March 28 (Reuters) - Google has agreed to pay $100
million in cash to settle a long-running lawsuit claiming it
overcharged advertisers by failing to provide promised discounts
and charged for clicks on ads outside the geographic areas the
advertisers targeted.
A preliminary settlement of the 14-year-old class action,
which began in March 2011, was filed late Thursday in the San
Jose, California, federal court, and requires a judge's
approval.
Advertisers who participated in Google's AdWords program,
now known as Google Ads, accused the search engine operator of
breaching its contract by manipulating its Smart Pricing formula
to artificially reduce discounts.
The advertisers also said Google, a unit of Mountain View,
California-based Alphabet, misled them by failing to
limit ad distribution to locations they designated, violating
California's unfair competition law.
Thursday's settlement covers advertisers who used AdWords
between January 1, 2004, and December 13, 2012.

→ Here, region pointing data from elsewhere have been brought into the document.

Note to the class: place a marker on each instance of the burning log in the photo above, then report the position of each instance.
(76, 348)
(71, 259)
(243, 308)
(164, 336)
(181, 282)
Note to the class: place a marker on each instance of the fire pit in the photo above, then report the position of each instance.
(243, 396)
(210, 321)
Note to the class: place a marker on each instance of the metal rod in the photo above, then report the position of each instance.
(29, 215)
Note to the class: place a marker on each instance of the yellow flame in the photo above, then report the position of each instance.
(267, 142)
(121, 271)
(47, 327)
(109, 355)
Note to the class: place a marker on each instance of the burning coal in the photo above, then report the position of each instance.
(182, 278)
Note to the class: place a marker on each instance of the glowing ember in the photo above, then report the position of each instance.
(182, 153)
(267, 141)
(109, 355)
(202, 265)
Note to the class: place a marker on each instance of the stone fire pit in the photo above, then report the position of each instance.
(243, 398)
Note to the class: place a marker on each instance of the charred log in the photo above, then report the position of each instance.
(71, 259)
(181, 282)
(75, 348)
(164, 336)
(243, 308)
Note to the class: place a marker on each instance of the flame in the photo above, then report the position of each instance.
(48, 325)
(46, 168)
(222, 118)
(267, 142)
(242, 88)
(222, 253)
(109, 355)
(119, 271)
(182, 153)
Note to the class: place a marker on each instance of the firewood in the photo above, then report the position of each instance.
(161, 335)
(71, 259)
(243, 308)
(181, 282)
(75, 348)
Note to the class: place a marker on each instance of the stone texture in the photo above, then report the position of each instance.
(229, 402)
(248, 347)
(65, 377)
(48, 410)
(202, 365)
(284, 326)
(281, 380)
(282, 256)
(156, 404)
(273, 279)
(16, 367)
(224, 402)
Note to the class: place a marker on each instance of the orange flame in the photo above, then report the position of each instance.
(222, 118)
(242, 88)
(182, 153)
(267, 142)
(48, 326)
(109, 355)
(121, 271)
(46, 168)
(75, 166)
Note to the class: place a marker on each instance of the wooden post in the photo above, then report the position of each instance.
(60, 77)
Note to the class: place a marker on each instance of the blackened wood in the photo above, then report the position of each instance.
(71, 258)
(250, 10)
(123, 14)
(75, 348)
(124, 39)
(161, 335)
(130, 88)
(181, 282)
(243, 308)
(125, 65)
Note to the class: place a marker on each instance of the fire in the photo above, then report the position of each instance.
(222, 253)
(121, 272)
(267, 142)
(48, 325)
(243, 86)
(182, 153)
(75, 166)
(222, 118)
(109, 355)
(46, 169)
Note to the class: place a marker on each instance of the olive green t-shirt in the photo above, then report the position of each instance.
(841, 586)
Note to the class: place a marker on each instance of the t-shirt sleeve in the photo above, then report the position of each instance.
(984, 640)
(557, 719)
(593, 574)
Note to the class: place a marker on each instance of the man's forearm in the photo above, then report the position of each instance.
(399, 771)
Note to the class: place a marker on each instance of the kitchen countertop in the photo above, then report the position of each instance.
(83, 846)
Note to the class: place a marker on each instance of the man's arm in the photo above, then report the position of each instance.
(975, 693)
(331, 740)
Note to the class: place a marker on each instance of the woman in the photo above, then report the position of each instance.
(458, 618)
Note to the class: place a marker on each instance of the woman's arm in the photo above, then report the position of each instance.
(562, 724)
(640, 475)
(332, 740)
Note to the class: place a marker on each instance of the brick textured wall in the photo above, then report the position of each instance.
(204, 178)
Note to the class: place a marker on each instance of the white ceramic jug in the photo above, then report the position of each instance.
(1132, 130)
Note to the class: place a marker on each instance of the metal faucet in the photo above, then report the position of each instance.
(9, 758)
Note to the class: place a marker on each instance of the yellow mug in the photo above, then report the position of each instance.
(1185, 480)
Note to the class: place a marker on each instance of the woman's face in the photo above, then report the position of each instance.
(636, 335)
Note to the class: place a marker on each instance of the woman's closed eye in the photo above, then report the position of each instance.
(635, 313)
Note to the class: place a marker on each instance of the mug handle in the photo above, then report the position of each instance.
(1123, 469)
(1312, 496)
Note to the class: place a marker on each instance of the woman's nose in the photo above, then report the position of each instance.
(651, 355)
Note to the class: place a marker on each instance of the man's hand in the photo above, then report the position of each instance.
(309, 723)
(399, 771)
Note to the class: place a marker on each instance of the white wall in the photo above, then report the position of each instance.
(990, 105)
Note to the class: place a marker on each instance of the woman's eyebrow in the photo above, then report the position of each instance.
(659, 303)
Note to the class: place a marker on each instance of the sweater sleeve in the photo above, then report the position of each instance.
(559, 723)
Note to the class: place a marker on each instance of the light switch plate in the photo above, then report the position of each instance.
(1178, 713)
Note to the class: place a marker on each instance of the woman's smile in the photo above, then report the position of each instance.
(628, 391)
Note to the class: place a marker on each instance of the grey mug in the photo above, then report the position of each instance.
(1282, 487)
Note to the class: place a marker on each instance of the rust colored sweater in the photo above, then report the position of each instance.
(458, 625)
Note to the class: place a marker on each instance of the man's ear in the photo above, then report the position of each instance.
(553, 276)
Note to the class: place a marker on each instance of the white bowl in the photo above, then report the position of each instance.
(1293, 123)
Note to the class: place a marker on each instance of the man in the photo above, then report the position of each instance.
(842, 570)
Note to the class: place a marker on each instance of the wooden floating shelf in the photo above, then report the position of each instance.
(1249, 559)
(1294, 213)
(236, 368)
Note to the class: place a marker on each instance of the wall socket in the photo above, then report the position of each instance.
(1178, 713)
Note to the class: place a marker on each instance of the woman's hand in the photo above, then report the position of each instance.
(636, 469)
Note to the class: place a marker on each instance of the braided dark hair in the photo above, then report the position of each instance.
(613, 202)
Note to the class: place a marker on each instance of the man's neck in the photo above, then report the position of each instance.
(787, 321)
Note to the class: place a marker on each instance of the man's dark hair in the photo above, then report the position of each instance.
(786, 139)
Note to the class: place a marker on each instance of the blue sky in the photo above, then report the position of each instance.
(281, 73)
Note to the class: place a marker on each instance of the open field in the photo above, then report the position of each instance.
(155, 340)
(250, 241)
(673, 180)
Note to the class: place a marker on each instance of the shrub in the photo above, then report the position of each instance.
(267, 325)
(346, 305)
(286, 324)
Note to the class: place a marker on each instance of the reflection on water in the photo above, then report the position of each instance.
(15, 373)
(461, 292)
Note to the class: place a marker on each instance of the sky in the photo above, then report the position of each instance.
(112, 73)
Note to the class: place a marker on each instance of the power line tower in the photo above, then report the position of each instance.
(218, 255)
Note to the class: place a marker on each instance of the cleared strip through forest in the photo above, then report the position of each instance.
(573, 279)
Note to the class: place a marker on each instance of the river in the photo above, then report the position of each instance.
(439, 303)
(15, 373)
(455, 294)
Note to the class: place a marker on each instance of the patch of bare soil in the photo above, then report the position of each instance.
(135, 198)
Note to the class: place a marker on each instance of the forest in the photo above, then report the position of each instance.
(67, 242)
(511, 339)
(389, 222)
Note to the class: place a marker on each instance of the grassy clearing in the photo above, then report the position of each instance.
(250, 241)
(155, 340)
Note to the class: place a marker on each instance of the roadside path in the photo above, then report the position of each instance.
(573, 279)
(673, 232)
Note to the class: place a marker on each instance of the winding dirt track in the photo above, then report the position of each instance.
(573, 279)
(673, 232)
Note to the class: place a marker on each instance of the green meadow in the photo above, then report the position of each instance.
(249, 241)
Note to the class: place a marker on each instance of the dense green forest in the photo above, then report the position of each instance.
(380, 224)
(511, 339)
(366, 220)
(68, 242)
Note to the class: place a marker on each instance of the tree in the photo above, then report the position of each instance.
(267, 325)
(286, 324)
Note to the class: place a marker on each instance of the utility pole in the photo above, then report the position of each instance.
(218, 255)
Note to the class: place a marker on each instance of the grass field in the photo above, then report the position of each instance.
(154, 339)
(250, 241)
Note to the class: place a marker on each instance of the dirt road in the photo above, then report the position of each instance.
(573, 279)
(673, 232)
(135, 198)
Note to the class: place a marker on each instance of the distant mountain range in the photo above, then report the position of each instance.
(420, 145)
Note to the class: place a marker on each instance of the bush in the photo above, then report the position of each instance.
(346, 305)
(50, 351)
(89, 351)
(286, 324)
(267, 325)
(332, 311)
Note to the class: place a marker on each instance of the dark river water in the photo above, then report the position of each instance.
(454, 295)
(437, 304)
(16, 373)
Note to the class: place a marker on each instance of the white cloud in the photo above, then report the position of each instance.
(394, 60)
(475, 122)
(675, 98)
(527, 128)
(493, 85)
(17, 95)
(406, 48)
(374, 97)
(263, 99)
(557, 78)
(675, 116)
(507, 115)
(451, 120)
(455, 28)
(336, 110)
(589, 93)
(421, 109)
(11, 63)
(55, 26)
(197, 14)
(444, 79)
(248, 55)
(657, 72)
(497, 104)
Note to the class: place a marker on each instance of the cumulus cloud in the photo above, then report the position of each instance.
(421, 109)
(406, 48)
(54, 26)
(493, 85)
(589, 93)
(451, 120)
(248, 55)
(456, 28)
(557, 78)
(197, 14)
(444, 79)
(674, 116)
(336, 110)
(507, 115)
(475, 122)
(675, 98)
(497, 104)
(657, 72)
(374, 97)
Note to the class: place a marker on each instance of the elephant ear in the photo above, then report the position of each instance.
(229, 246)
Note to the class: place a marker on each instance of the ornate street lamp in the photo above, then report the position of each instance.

Google denied wrongdoing in agreeing to settle.
"This case was about ad product features we changed over a
decade ago and we're pleased it's resolved," spokesman Jose
Castaneda said in an emailed statement.
Lawyers for the plaintiffs may seek fees of up to 33% of the
settlement fund, plus $4.2 million for expenses.
According to court papers, the case took a long time as the
parties produced extensive evidence, including more than 910,000
pages of documents and multiple terabytes of click data from
Google, and participated in six mediation sessions before four
different mediators.
The case is Cabrera et al v Google LLC, U.S. District Court,
Northern District of California, No. 11-01263.